Sunday, April 10, 2011

Preverse Pleasure

A strange look inside David Foster Wallace's private reading collection. Beware, this is a rather intimate look inside the man's mind and almost feels to me like an invasion of privacy.

So much is written about DFW, I find the discussion about him as a writer more interesting than his writing. Perhaps I'm just lazy, but I've always felt like he over-wrote, tried to cram everything in and it just gets tiresome. He has great moments of insight, but you need to read 5 pages to get those single paragraphs. Nevertheless, one of those moments appears as part of his unfinished novel, soon to be published (this must be why stuff about him is all over the blogosphere).

We've changed the way we think of ourselves as citizens. We don't think of ourselves as citizens in the old sense of being small parts of something larger and infinitely more important to which we have serious responsibilities. We do still think of ourselves as citizens in the sense of being beneficiaries–we're actually conscious of our rights as American citizens and the nation's responsibilities to us and ensuring we get our share of the American pie. We think of ourselves now as eaters of the pie instead of makers of the pie. So who makes the pie?

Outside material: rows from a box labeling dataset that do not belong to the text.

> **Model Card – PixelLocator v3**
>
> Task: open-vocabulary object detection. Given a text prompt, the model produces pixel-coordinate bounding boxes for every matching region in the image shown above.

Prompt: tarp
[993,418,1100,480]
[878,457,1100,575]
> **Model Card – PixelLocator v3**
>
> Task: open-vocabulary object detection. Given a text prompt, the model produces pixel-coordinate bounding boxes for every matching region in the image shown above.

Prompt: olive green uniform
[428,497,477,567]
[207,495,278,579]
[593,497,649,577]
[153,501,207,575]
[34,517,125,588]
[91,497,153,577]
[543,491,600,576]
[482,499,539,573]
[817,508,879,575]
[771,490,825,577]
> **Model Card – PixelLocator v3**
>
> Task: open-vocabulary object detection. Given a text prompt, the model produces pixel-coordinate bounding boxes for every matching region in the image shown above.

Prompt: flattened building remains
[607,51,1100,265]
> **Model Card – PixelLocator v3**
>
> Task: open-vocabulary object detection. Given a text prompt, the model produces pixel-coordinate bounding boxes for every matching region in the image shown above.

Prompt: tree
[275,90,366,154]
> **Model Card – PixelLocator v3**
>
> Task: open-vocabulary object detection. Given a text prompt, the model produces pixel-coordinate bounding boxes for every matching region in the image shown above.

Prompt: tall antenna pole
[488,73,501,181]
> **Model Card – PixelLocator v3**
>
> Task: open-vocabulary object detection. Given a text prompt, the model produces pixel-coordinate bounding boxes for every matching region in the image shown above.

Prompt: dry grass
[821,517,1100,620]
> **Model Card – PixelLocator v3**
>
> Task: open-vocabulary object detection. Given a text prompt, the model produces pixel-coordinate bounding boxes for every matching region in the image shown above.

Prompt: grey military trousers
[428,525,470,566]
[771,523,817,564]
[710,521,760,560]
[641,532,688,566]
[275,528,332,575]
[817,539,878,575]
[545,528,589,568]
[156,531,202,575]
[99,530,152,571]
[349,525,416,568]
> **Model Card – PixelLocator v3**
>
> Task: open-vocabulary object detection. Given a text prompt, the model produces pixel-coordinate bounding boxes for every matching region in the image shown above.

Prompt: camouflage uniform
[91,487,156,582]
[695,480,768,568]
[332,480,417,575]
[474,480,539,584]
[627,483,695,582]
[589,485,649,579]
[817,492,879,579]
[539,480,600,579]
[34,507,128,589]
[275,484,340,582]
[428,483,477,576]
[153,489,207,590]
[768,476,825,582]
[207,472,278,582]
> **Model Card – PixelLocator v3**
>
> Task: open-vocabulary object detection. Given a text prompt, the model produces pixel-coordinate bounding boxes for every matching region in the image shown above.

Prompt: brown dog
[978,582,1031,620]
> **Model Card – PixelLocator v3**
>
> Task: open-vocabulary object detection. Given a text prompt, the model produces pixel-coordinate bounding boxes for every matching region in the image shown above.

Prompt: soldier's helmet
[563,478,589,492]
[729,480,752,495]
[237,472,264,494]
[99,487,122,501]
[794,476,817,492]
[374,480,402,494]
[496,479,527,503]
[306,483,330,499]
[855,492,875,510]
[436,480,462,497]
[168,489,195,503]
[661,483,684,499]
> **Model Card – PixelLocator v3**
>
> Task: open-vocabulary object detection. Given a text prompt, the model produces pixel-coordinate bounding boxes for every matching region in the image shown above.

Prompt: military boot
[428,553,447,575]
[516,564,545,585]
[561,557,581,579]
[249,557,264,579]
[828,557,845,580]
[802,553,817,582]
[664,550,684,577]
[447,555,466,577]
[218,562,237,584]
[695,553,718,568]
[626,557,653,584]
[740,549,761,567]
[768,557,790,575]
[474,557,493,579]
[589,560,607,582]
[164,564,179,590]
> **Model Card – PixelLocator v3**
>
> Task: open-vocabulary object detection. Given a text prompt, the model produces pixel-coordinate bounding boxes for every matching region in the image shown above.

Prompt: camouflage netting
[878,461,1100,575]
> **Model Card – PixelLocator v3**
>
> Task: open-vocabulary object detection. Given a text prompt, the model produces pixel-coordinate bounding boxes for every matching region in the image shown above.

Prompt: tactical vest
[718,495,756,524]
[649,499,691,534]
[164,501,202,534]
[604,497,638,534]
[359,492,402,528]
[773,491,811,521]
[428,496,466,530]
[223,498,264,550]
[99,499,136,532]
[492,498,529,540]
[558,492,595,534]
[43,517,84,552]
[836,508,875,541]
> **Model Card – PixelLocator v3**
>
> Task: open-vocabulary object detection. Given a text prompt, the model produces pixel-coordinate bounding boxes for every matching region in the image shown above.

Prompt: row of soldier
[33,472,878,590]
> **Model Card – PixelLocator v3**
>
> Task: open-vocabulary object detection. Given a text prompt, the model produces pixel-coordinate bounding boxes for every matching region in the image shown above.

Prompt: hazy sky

Very well put. Who makes the pie indeed - that's the question I've been pondering for years now.

And here is another smart point by the writer of the article:

I am making an informed guess that these things that we dwell on with our therapists—they may or may not be false, but almost necessarily, they're only the tiniest part of a picture that is so very much larger. To dwell on the terrible things is to miss the point. To fail ourselves, in a sense.


I am fairly public about my beef with therapized culture. This idea of incessantly talking about our preoccupations and breaking ourselves down into "root causes," etc, etc. is itself missing the point. I like how the writer puts it above. Now...this should not be confused with therapy to deal with trauma or acute problems with depression or whatever. I actually think therapy in these cases strikes me as a relatively cheap, risk-free, and useful. But I live in Los Angeles and work in the entertainment industry. Therapists in this culture - and they way they are presented - are more like friends all too happy to take loads of money and listen to problems that really aren't problems. But hey, everyone needs to make a living, right? I just don't see these people as adding to the pie-making process.